ORDERED that the order is affirmed, with costs.
On February 24, 2016, the then-six-year-old infant petitioner (hereinafter D.D.) fractured his left arm while taking a class at a private gym. The arm was put in a cast, and D.D. was given a doctor's note that his mother, the petitioner Renee Holstein, provided to the respondent Lakeville Elementary School (hereinafter the school). The note stated that D.D. needed assistance while going from the bus to class, while using stairs, and while carrying his backpack. The petitioners allege that on March 4, 2016, while carrying his coat and backpack and walking or running in the hallway of the school en route to an after-school program located within the school, D.D. tripped and fell, further injuring his left arm. According to the petitioners, at the time of the accident, D.D. was unsupervised and traveling in the hallway with two of his friends.
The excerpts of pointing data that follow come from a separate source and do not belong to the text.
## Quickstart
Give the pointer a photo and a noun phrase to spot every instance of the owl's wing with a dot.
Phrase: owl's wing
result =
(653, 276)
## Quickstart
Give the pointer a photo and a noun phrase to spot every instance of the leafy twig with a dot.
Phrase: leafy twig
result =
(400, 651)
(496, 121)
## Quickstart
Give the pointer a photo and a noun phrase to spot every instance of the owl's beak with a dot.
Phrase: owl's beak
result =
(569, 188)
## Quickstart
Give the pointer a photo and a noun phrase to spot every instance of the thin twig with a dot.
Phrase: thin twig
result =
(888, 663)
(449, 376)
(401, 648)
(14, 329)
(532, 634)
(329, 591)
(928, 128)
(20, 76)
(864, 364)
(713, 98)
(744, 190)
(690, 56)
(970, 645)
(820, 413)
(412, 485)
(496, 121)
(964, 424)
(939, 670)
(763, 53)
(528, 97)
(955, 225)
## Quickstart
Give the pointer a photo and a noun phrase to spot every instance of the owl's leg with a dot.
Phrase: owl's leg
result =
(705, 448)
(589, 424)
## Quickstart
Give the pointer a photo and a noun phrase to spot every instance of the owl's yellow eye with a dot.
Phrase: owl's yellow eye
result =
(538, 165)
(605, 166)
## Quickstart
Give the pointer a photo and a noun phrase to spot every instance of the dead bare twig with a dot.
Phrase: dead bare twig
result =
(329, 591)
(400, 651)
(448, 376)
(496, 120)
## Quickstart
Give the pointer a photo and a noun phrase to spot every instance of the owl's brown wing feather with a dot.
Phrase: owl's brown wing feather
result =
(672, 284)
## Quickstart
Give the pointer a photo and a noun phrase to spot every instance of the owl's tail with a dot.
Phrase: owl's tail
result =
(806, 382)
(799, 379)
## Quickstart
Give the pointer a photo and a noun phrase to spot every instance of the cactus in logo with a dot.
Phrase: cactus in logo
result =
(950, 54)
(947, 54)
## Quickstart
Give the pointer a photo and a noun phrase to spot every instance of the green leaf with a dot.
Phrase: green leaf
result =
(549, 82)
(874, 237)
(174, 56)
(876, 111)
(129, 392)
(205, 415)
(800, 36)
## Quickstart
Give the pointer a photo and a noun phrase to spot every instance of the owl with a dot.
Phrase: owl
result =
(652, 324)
Following the accident, Holstein sent emails and spoke with various employees of Great Neck Union Free School District (hereinafter collectively, with the respondents Great Neck Public Schools, Great Neck Public School District, and the school, the District) about how the accident occurred and the extent of D.D.'s injuries. Holstein also inquired about who was supervising D.D. on behalf of the District at the time of the accident and why D.D. was carrying his backpack.
In April 2016, counsel for the petitioners served a notice of claim upon the Village of Great Neck, indicating that the petitioners intended to pursue a claim to recover damages stemming from negligence in, among other things, allowing D.D. and other students to be unsupervised and to run through the halls of the school, and in failing to escort D.D. to the after-school program despite the fact that his doctor's note indicated that D.D. required special assistance. At that time, the petitioners did not serve a notice of claim on the District.
While drafting a summons and complaint related to the accident, the petitioners' counsel realized that the District had not been served with the notice of claim. Thereafter, in November 2016, the petitioners commenced this proceeding pursuant to General Municipal Law § 50–e for leave to serve a late notice of claim against the District relating to claims sounding in negligence for injuries sustained by D.D. The Supreme Court granted the petition and the District appeals.
Timely service of a notice of claim is a condition precedent to an action sounding in tort and commenced against a municipality (see General Municipal Law § 50–e[1][a]; Matter of Ramos v. Board of Educ. of the City of N.Y., 148 A.D.3d 909, 910, 49 N.Y.S.3d 539; Matter of Zaid v. City of New York, 87 A.D.3d 661, 662, 928 N.Y.S.2d 579). This requirement also applies to tort actions commenced against, among others, school districts and school boards (see Education Law § 3813[2]; Matter of Ramos v. Board of Educ. of the City of N.Y., 148 A.D.3d at 910, 49 N.Y.S.3d 539).
The purpose of the notice of claim requirement is to afford the public corporation an adequate opportunity to investigate the circumstances surrounding the accident and to explore the merits of the claim while information is still readily available (see Matter of Ramirez v. City of New York, 148 A.D.3d 908, 908, 50 N.Y.S.3d 103; Vallejo–Bayas v. New York City Tr. Auth., 103 A.D.3d 881, 882, 962 N.Y.S.2d 203).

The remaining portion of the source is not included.